II. LA PROPOSITION DE LOI PERMET D'ADAPTER LE RÉGIME DES ARRÊTS MALADIE AUX SPÉCIFICITÉS DES DYSMNÉNORRHÉES
A. LA CRÉATION D'UN ARRÊT DE TRAVAIL SUI GENERIS, ADAPTÉ AUX PARTICULARITÉS DES DOULEURS MENSTRUELLES
1. En France, quelques organisations pionnières expérimentent un « congé menstruel »
Si aucune disposition spécifique d'aménagement du temps de travail en cas de dysménorrhée n'existe à ce jour en droit français, certaines organisations ont d'ores et déjà décidé d'expérimenter un « congé menstruel » dans un souci d'améliorer les conditions de travail de leurs employées.
Les collectivités territoriales ont été pionnières en la matière, la commune de Saint-Ouen-sur-Seine a par exemple mis en oeuvre une autorisation spéciale d'absence de deux jours par mois sur présentation d'un justificatif médical, avant que la commune de Bagnolet et les métropoles de Lyon et Strasbourg n'emboîtent le pas avec des dispositifs similaires.
Certaines entreprises ont également prévu des adaptations : si l'exemple très médiatique de Carrefour ne concernera qu'un champ restreint aux salariées ayant une RQTH, d'autres grandes entreprises comme L'Oréal ou plus petites comme la coopérative La Collective sont également expérimentatrices.
2. La proposition de loi propose la création d'un « congé menstruel » sous la forme d'un arrêt de travail cadre d'au plus deux jours par mois, indemnisé sans jour de carence
Les expérimentations de « congés menstruels » en France le démontrent : il existe une indéniable et légitime attente des salariées souffrant de dysménorrhées pour une meilleure prise en compte de leurs douleurs menstruelles dans le milieu professionnel.
La proposition de loi vise à y apporter une réponse en créant, en son article 1er, un nouveau type d'arrêt de travail adapté aux particularités des douleurs menstruelles.
Prescrit par le médecin ou la sage-femme, cet arrêt de travail serait novateur en ce qu'il serait valable pour une durée d'un an et ouvrirait droit à l'assurée souffrant de dysménorrhée d'interrompre le travail deux jours par mois au plus. Cette dérogation au droit commun s'explique par la récurrence et la cyclicité des douleurs menstruelles tant que par leur caractère le plus souvent bénin. L'assurée bénéficierait alors d'un « crédit » de deux jours d'arrêt de travail à utiliser chaque fois que ses douleurs menstruelles le rendent nécessaire. Cela allègerait les démarches de l'assurée, qui n'aurait plus à consulter à chaque période de menstruation douloureuse, libérerait du temps médical dans un contexte de tension sur l'offre de soins et permettrait même aux femmes dont les douleurs menstruelles sont trop intenses pour effectuer une consultation d'avoir recours à un arrêt de travail.

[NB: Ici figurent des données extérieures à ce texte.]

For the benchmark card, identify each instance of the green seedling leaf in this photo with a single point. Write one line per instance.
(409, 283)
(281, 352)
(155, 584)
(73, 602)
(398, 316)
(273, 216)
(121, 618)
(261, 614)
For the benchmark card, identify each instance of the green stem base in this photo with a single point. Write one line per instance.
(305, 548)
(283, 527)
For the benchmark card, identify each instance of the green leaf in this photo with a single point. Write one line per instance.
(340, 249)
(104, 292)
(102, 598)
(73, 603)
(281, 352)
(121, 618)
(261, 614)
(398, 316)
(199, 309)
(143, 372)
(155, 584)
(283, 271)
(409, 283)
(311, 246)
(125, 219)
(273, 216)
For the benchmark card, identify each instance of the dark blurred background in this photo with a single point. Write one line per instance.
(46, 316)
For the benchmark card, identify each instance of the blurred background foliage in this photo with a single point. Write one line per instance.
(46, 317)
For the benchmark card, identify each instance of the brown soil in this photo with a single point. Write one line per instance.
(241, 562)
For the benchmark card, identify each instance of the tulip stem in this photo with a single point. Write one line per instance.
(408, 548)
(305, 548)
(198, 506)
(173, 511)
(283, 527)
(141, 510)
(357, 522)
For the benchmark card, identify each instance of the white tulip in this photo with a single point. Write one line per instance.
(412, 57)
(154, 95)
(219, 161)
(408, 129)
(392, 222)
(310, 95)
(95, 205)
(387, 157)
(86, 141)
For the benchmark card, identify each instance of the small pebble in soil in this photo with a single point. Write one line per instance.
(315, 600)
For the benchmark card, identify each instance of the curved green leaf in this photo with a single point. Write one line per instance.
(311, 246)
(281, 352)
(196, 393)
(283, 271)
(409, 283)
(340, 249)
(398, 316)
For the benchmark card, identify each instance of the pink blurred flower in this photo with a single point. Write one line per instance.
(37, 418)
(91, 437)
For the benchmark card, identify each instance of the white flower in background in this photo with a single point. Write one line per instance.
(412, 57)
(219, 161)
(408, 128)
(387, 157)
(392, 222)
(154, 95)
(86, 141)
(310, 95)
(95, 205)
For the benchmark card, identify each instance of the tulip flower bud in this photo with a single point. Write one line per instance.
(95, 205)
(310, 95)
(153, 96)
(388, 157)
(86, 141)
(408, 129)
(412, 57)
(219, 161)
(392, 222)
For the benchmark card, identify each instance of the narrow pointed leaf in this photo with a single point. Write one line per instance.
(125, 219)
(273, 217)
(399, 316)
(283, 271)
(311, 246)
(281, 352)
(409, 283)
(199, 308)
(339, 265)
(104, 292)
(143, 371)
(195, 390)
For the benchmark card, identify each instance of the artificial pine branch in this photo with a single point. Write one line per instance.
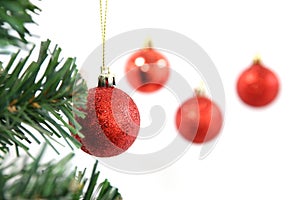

Cet arrêt de travail menstruel ne ferait, en outre, pas l'objet d'un délai de carence, aux termes de l'article 2. La suppression du délai de carence, déjà appliquée pour les arrêts liés à une affection longue durée1(*) ou pour les arrêts en cas d'interruption spontanée de grossesse, garantira une indemnisation par la sécurité sociale des arrêts menstruels dès le premier jour.
Parcours des assurées souffrant de
dysménorrhées pour se faire prescrire
un arrêt de
travail
Source : Commission des affaires sociales du Sénat
En cas d'adoption du texte, les salariées qui recourraient à l'arrêt de travail menstruel resteraient protégées en droit contre toute discrimination à l'embauche, à la promotion ou à la rémunération.
L'article 3 prévoit que les arrêts de travail dans le cadre du « congé menstruel » soient pris en charge à 100 % par la sécurité sociale, un traitement dérogatoire plus favorable que les arrêts de travail de droit commun, pris en charge à 50 %.
Malgré la spécificité des douleurs menstruelles, la rapporteure a, dans un souci d'équité, amendé le texte pour supprimer cet article. Il ne lui a en effet pas paru justifié d'instaurer des différences de traitement entre les différentes pathologies dans le niveau de prise en charge par la solidarité nationale.
En tout état de cause, ce dispositif serait financé par la sécurité sociale, et non par l'employeur. Selon des estimations de la DGOS sur un champ restreint à l'endométriose, le coût pour la sécurité sociale d'un arrêt de travail menstruel sans délai de carence avoisinerait 100 millions d'euros par an.
* 1 À l'exception du premier arrêt en lien avec une ALD.